By this point, all the Tiffany & Co. men nearby had broken into such a sweat they were practically gleaming like diamonds themselves.
“Yes!” one of them said. “Of course, we were happy to cooperate. When a man like William Pinkerton asks a favor—”
“What exactly are you suggesting?” Pinkerton growled.
“I ain’t suggestin’ nothing,” Old Red said. “I’m just tryin’ to show why things have played out the way they have.” He focused on the Tiffany men again. “I assume the diamond was moved somewhere safe while the egg took its place?”
“Yes. We have our own vault here.”
“And you got a guard on it, do you?”
The Tiffanys nearly jumped out of their spats.
“All the guards are up here to handle the crowd!” one of them said. He waved a floppy hand at the display cases and dark, oak-paneled cloisters that receded into blackness at the back of the pavilion. “But there’s no way anyone could get past—”
“Where there’s a will, there’s a way,” a man said from behind us, and Colonel Crowe and Diana marched out of the gloom no one could supposedly get to.
“Two ways, in this case,” Diana said. “Ours and his.”
Boothby Greene was walking between them—and their guns, which were surreptitiously pressed into his sides.
Gustav slumped and rubbed at his chin.
“Finally,” he said under his breath. “I thought my damn jaw was gonna drop off.”
“What’s the meaning of this?” Blackheath-Murray demanded, puffing himself up with all the considerable indignation his big, bluff British frame could muster. “Unhand him at once!”
“I don’t think that’s such a good idea, sir,” I said. “Seems Mr.
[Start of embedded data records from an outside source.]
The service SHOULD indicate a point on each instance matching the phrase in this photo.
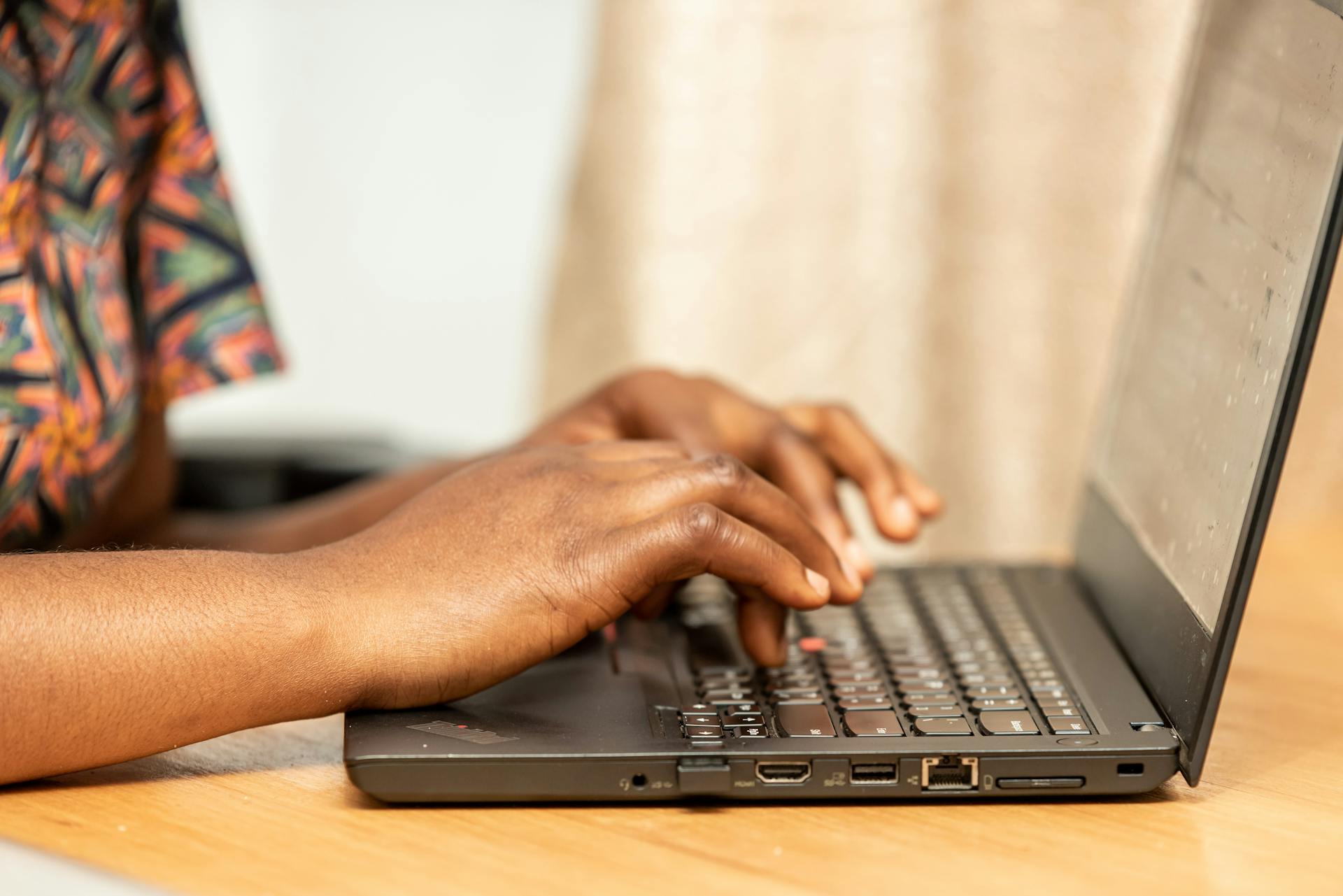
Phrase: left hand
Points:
(804, 449)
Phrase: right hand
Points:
(515, 557)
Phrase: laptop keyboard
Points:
(934, 653)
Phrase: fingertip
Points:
(860, 559)
(820, 586)
(927, 502)
(903, 520)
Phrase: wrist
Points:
(325, 649)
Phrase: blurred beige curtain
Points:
(923, 207)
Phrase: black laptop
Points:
(985, 680)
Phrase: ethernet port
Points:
(950, 773)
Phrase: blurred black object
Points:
(249, 473)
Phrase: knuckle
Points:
(727, 471)
(837, 410)
(703, 523)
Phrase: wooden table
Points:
(270, 811)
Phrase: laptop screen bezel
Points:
(1182, 665)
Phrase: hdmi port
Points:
(873, 774)
(783, 773)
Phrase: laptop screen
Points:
(1201, 391)
(1210, 327)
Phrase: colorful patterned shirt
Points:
(122, 276)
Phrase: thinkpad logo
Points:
(461, 732)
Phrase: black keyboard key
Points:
(869, 690)
(743, 719)
(703, 731)
(804, 722)
(754, 709)
(873, 723)
(839, 665)
(1065, 726)
(700, 720)
(696, 709)
(932, 711)
(1036, 684)
(986, 681)
(1007, 723)
(924, 699)
(923, 684)
(925, 671)
(855, 677)
(794, 681)
(938, 726)
(723, 671)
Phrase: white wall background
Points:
(401, 171)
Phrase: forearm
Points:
(304, 524)
(109, 656)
Greene’s gotten into the habit of killin’ people, and I’d hate to give him another chance at it.”
34
LINDENBAUM & CO.
Or, Old Red Sleuths Up the Jewels in His Deducifying Crown
There was another general uproar all through the great hall, but my brother didn’t wait for it to die down this time. He’d been stalling with his speechifying, but there was no need to beat around any bushes now. It was high time to just chop the things down.
He didn’t get off his perch on the ladder, though, and when he went on talking his voice still rang out loud and clear. He didn’t ask our audience to quiet down and listen, either, yet this they did.
“You got anything to say for yourself, Mr. Greene or Mr. Lindenbaum or Mr. Whatever Your Real Name Is?”
“I’d prefer it if we stuck with Greene,” the man replied with a small smile, “and I think what we have here is a simple misunderstanding. I was helping myself to a private tour of the Tiffany & Co. exhibit, yes, but I hardly think that justifies—”
Old Red was shaking his head. “Ain’t no misunderstandin’, I’m sorry to say. In fact, I understand things all too plain. I’ve got Miz-yer Valmont to thank for that.”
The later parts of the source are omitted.